3.4. De Raad is - evenals de rechtbank - van
oordeel dat de door het College vastgestelde Nadere regels niet op de in
artikel 139 van de Gemeentewet voorgeschreven wijze zijn bekendgemaakt. Dit
betekent dat die regels om die reden onverbindend zijn. Nu voor vaststaand moet
worden aangenomen dat het College de vaste gedragslijn heeft gevolgd om
aanvragen te beoordelen overeenkomstig de inhoud van de Nadere regels, dient in
het onderhavige geval de vraag te worden beantwoord of het College met het
toekennen van een overeenkomstig artikel 28 van de Nadere regels vastgestelde,
geïndexeerde, financiële tegemoetkoming voor vervoerskosten, een voorziening
heeft getroffen die recht doet aan de in artikel 31, derde lid, van de Vmo
neergelegde waarborg en voorts of het College daarmee een voorziening heeft
toegekend die zich kwalificeert als compensatie in de zin van artikel 4, eerste
lid, van de Wmo.
Waarbij ik (ook) opmerk, dat ik denk dat met ‘Kamerstukken 2004-2005,
30131, nr. 3, p.12’ door
de Raad wordt bedoeld:
[-] Als extra waarborg verplicht het wetsvoorstel in artikel 5 de
gemeente tot het opstellen van een verordening voor individuele voorzieningen.
Aldus is er gemeentelijke beleidsvrijheid ten aanzien van de omvang en inhoud
van het lokale voorzieningenpakket en wordt de gemeente in staat gesteld om,
gelet op de behoefte van de individuele mensen met beperkingen, chronische
psychische, of psychosociale problemen en de lokale mogelijkheden, op een
flexibele, efficiënte wijze de belemmeringen die deze ondervinden bij het
behouden van hun zelfstandigheid of hun maatschappelijke participatie weg te
nemen of te verminderen. De verplichting tot het maken van een gemeentelijke
verordening waarborgt naast deze flexibiliteit een duidelijke invulling van het
gemeentelijke voorzieningenpakket en versterkt daarmee de rechtspositie van de
burger voor deze onderdelen.[-]
Waarin (aldus) het begrip ‘essentialia’ niet wordt genoemd.

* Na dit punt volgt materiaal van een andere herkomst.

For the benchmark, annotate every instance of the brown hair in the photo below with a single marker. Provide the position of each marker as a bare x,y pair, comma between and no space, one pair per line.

Hoe dan ook. Terug naar Rechtbank Gelderland 24 maart 2015,
ECLI:NL:RBGEL:2015:1889.
Het is me nogal wat. De VNG-Modelverordening (2010) wordt feitelijk
onderuit geschoffeld.
Had de rechtbank (dan) niet (ook) wat (meer) ‘aansluiting’
moeten/kunnen kiezen, wat (inmiddels) door de jaren heen een ‘schoon en
leefbaar huis’ en/of ‘het lichte
en/of het zware huishoudelijke werk’ is of ‘betekent’? Of wat ter zake ‘als te
doen gebruikelijk’ wordt beschouwd? En zijn/waren er in Lingewaard (dan) geen
‘nadere (beleids-) regels’?
En vergelijk ook:
10. De rechtbank ziet, nu het bestreden
besluit en het daarbij toegekende aantal uren hulp bij het huishouden, zijn
gebaseerd op onverbindende regelgeving, tevens aanleiding om, zolang verweerder
geen nieuw besluit op bezwaar heeft genomen, op de voet van artikel 8:72,
vijfde lid, van de Algemene wet bestuursrecht, een voorlopige voorziening te treffen,
inhoudende dat aan eiseres met ingang van verzending van deze uitspraak een
indicatie voor hulp bij het huishouden gedurende 7 uur per week wordt
toegekend. De rechtbank heeft daarbij aansluiting gezocht bij het aantal uren
hulp bij het huishouden dat tot en met 21 december 2013 per week aan eiseres
was toegekend. Deze voorlopige voorziening vervalt zes weken nadat verweerder
een nieuw besluit op bezwaar heeft genomen.
Want, waar is e.e.a. dan feitelijk op gebaseerd? De Wmo (oud) kent het
begrip ‘hulp bij het huishouden’ (immers) niet.